The Flying Dutchman Funicular took people up to the Old Lighthouse, but we wanted to get some steps in, so walked up the steep path, amazed at the spectacular views with the sea looking like a sheet of turquoise glass rolling over Diaz beach with its sparkling white sand and towering cliffs rising above.
The Old Lighthouse is 238m above sea level and, no matter where I stood around the building, the wind still found me. There were a group of lads playing the Titanic theme tune taking selfies with much laughter. We walked down to find the start of the Lighthouse Keepers trail, taking us to the Cape Point. Via the App Maps.me, we thought it would take us about 1.5 hours round trip, but when we reached the sign, it said 5 hours! We then saw that the 1 and the dot had been rubbed out!

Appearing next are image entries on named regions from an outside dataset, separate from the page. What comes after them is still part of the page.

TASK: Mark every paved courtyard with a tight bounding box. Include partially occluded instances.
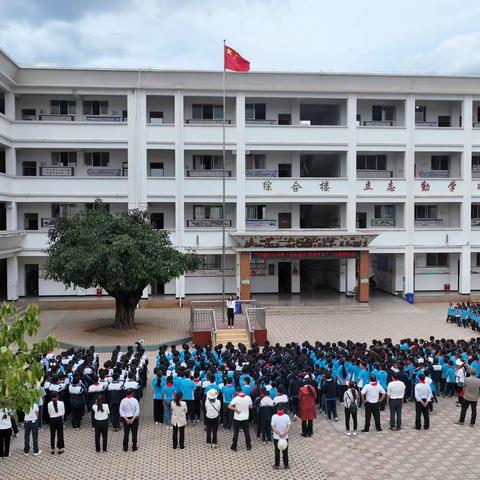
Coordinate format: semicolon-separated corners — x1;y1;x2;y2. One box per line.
4;297;480;480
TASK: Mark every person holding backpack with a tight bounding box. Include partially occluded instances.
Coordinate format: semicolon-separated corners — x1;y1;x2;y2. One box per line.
343;382;359;436
298;380;317;437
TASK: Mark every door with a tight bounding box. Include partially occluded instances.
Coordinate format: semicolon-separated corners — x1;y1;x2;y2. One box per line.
25;264;38;297
278;262;292;293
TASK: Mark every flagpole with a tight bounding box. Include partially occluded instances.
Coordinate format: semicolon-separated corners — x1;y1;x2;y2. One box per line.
222;39;226;323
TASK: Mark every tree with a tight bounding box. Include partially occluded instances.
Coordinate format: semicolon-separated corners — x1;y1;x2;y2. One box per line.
0;303;57;412
46;201;198;329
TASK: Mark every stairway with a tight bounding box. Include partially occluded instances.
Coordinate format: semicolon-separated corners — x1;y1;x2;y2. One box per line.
215;328;250;348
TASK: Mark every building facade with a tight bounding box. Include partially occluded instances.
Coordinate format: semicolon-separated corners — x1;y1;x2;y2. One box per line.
0;48;480;300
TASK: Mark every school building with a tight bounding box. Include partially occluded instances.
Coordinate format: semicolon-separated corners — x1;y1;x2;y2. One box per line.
0;47;480;301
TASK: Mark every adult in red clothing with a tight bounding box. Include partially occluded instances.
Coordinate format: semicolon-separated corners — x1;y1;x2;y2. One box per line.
298;380;317;437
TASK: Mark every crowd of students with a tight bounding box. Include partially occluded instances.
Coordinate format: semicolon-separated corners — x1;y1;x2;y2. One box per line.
0;326;480;468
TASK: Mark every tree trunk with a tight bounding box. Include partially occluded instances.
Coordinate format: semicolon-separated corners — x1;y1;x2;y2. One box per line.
114;296;138;330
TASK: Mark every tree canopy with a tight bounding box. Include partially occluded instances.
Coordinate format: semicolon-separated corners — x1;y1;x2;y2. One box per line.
46;201;198;329
0;303;57;412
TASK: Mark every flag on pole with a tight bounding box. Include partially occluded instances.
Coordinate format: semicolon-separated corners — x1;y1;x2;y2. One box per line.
224;45;250;72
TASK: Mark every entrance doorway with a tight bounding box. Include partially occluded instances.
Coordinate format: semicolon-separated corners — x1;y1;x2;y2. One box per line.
25;263;38;297
278;262;292;293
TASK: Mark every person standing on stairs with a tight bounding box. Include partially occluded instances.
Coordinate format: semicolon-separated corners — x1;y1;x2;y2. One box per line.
225;295;235;328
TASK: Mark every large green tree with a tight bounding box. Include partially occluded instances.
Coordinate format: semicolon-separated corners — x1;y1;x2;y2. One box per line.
0;303;57;412
46;201;198;329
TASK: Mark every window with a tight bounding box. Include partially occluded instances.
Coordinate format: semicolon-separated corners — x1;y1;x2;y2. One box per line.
193;155;223;170
198;255;222;270
192;103;223;120
357;155;387;170
247;205;267;220
52;152;77;167
245;153;266;170
193;205;223;220
85;152;110;167
431;155;449;170
415;105;427;123
150;162;165;177
415;205;438;220
427;253;448;267
50;100;77;115
83;100;108;115
245;103;267;120
52;203;79;218
23;213;38;230
438;115;452;127
150;212;164;230
375;205;395;220
22;162;37;177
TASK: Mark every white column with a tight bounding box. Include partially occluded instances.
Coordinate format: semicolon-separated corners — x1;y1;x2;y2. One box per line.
5;92;15;120
5;147;17;176
6;201;18;231
127;88;147;210
7;257;18;300
235;93;246;232
346;95;357;233
458;95;473;294
175;90;185;246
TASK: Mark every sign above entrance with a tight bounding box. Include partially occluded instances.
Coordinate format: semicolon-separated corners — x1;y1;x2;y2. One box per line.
231;233;377;250
251;250;357;259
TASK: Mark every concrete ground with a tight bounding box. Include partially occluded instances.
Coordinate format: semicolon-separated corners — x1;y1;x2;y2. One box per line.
0;296;480;480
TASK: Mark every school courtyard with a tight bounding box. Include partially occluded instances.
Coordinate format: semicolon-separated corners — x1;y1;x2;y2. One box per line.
0;296;480;480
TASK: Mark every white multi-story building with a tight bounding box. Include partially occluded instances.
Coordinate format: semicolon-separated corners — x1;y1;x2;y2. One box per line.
0;48;480;300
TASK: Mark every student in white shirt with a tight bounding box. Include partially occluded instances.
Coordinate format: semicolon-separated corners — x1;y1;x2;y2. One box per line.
272;403;291;469
92;394;110;452
23;403;42;455
228;386;252;452
47;393;65;455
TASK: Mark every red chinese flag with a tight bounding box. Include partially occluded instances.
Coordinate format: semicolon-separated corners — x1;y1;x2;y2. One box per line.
225;45;250;72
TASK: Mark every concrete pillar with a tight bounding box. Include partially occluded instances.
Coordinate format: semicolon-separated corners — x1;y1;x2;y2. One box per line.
5;92;15;120
6;201;18;231
7;257;18;300
240;252;251;300
458;245;472;295
347;258;357;293
235;93;246;232
346;95;357;233
127;88;147;210
357;251;370;302
175;90;185;246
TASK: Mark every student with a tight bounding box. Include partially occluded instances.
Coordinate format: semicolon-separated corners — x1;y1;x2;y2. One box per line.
47;392;65;455
92;394;110;452
172;392;188;450
343;382;359;436
271;403;291;470
23;403;42;455
228;386;252;452
0;408;12;458
119;388;140;452
298;380;316;437
205;388;222;448
162;375;175;430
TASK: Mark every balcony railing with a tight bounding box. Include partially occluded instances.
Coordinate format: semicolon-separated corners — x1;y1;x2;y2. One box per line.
415;218;443;227
418;170;450;178
185;118;232;125
245;168;277;177
371;218;395;227
362;120;397;127
357;170;393;178
38;113;75;122
245;118;278;125
187;218;232;228
245;218;277;230
187;169;232;177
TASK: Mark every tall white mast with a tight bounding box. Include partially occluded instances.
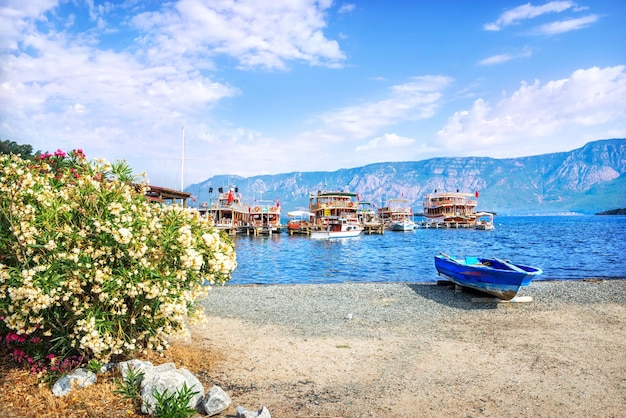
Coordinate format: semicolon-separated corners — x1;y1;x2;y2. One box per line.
180;126;185;192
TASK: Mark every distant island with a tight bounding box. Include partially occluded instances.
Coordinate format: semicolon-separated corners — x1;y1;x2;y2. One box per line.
596;208;626;215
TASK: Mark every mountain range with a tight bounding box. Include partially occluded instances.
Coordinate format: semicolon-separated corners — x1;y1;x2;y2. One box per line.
185;138;626;215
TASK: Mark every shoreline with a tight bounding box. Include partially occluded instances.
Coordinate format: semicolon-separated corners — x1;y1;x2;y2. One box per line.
192;279;626;417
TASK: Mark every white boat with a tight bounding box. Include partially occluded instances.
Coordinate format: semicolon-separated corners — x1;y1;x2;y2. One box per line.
378;199;415;231
474;212;495;231
389;218;415;231
423;190;478;226
249;200;282;235
310;218;363;239
309;191;363;239
209;186;251;233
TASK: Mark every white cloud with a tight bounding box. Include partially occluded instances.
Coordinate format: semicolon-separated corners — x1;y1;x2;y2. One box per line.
438;66;626;156
478;49;532;65
538;15;598;35
319;76;452;140
483;1;576;31
339;3;356;14
356;133;415;152
133;0;345;69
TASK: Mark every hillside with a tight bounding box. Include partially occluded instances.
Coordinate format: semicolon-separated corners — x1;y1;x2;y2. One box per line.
186;138;626;215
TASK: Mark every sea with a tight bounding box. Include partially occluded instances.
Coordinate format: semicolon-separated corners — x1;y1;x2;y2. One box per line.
227;215;626;286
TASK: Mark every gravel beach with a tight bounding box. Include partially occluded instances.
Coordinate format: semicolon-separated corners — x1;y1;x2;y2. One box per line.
192;280;626;417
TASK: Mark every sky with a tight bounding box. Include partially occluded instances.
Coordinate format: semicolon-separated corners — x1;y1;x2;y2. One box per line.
0;0;626;189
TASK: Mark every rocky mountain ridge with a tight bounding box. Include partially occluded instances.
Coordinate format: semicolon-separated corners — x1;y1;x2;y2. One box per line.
186;138;626;215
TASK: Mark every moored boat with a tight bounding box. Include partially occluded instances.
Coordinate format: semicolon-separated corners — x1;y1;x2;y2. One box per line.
248;200;282;235
287;210;315;235
311;218;363;239
474;212;495;231
209;186;250;234
378;198;415;231
309;191;363;238
422;190;478;225
435;253;542;300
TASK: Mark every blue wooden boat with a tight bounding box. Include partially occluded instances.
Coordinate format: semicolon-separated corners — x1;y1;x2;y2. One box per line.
435;253;543;300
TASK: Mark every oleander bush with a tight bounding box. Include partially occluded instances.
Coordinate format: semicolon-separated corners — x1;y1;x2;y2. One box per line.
0;150;236;372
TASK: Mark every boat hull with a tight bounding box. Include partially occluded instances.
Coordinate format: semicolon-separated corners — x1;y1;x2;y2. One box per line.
389;221;415;231
311;229;361;239
435;255;542;300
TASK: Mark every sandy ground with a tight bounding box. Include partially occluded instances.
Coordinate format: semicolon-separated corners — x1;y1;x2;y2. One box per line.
192;281;626;417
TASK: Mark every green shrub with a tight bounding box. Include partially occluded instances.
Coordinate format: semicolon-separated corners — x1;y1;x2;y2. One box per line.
0;150;236;362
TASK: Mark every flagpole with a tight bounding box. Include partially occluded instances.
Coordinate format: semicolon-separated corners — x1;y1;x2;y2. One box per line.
180;126;185;192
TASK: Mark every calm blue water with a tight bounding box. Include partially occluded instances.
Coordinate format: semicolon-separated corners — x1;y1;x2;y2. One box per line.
229;216;626;285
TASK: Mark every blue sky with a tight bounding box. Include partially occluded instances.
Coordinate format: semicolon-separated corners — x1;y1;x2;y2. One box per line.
0;0;626;188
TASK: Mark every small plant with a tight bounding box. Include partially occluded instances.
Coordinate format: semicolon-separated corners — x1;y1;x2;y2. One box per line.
113;367;144;405
0;150;237;366
152;383;198;418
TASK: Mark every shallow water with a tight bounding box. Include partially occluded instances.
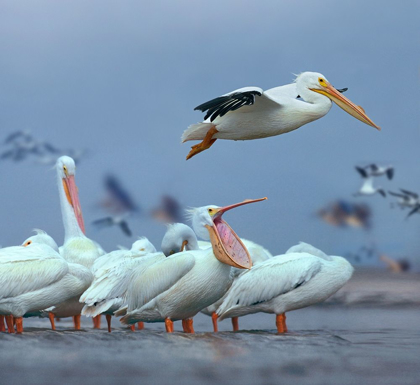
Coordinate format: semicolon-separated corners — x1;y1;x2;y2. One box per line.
0;306;420;384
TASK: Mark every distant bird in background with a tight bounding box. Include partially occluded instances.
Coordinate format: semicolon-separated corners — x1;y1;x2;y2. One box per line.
353;177;386;198
356;163;394;180
318;200;371;229
101;174;141;214
0;130;85;165
379;254;411;273
388;189;420;209
92;216;133;237
406;203;420;218
181;72;380;159
152;195;185;223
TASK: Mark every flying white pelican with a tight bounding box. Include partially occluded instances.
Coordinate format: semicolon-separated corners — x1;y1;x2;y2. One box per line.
79;237;157;332
182;72;380;159
217;242;353;333
51;156;102;330
121;198;266;333
0;228;92;333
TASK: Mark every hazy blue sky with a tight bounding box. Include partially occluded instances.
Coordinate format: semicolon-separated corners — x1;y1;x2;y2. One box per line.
0;0;420;267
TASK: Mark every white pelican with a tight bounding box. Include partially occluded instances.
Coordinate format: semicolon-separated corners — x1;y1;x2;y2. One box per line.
0;228;92;333
217;242;353;333
201;238;273;332
52;156;103;329
182;72;380;159
121;198;266;333
162;223;272;332
80;237;157;332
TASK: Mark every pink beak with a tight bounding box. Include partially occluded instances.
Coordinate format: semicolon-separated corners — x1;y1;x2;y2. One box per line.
63;175;86;234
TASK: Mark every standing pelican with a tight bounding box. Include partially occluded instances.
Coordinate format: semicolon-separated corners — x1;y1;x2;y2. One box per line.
51;156;102;329
121;198;266;333
162;223;272;332
0;232;92;333
217;242;353;333
80;237;157;332
182;72;380;159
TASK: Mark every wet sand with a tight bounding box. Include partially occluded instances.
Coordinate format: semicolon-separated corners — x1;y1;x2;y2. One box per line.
0;272;420;385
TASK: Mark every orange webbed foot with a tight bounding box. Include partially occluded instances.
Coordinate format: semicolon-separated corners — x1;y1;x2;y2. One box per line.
187;126;219;160
165;318;174;333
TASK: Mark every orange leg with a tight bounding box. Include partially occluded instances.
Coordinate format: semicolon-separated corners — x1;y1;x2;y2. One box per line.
165;318;174;333
73;314;82;330
92;314;101;329
276;313;287;333
105;314;112;333
182;318;194;334
232;317;239;332
211;312;219;333
15;317;23;334
48;312;55;330
5;315;15;333
187;126;219;160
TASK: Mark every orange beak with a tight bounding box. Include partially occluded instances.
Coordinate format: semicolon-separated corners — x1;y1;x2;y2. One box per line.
310;83;381;130
63;175;86;234
206;198;267;269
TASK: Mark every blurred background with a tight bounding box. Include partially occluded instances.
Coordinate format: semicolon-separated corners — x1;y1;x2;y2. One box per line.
0;0;420;271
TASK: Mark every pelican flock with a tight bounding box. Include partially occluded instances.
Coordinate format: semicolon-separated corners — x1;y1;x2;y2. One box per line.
0;72;384;333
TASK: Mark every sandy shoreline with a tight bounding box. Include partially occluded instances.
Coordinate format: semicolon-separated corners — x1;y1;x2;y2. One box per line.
0;271;420;385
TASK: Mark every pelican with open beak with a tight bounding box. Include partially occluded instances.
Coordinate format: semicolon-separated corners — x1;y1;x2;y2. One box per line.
121;198;267;333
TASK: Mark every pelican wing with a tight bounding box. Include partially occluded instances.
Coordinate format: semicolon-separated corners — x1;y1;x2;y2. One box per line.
217;253;322;319
80;250;165;306
0;245;69;299
194;87;269;122
286;242;332;261
127;252;195;311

The walk was relatively easy, with the False Bay to one side, renowned for whale spotting. Every white foam I scoured to check if it was one of these big creatures. No such luck. We reached the end of the path and Tim wanted to climb over the wall to stand on a rock for a great photo opportunity. No way José. It looked far too precarious, and if it broke, and these things do happen, well, I don’t like to think of the consequence. Just as he returned from a safer place to stand, a lady in a bright orange jacket had the same idea, and stood on this precipice, slowly shuffling back towards the sheer drop. Mad or what!
We returned to the carpark and noticed the path to the Cape of Good Hope, the southern tip of the Cape Peninsula, another 1.5 hours return walk. It was high on the cliff top on a boardwalk or across the most beautiful coloured rock, layers of deep red to pure white. Far below was the white beach we saw earlier. The Cape of Good Hope is a crucial point for sailors, where ships turn eastward after travelling south for some time. The Portuguese explorer Bartolomeu Dias was first to sail around the cape in 1488, and he called it the Cape of Storms. I’m not surprised, it was extremely windy. As we reached one of the cliff tops, a Dassie was boldly going right up to a young lady and eating the flowers at her feet. This creature, (apparently, the forerunner to the elephant, don’t ask me how) must be so used to humans, there was no fear at all. We eventually reached the end of the path with a few other visitors huddled against the wind taking selfies of this significant place.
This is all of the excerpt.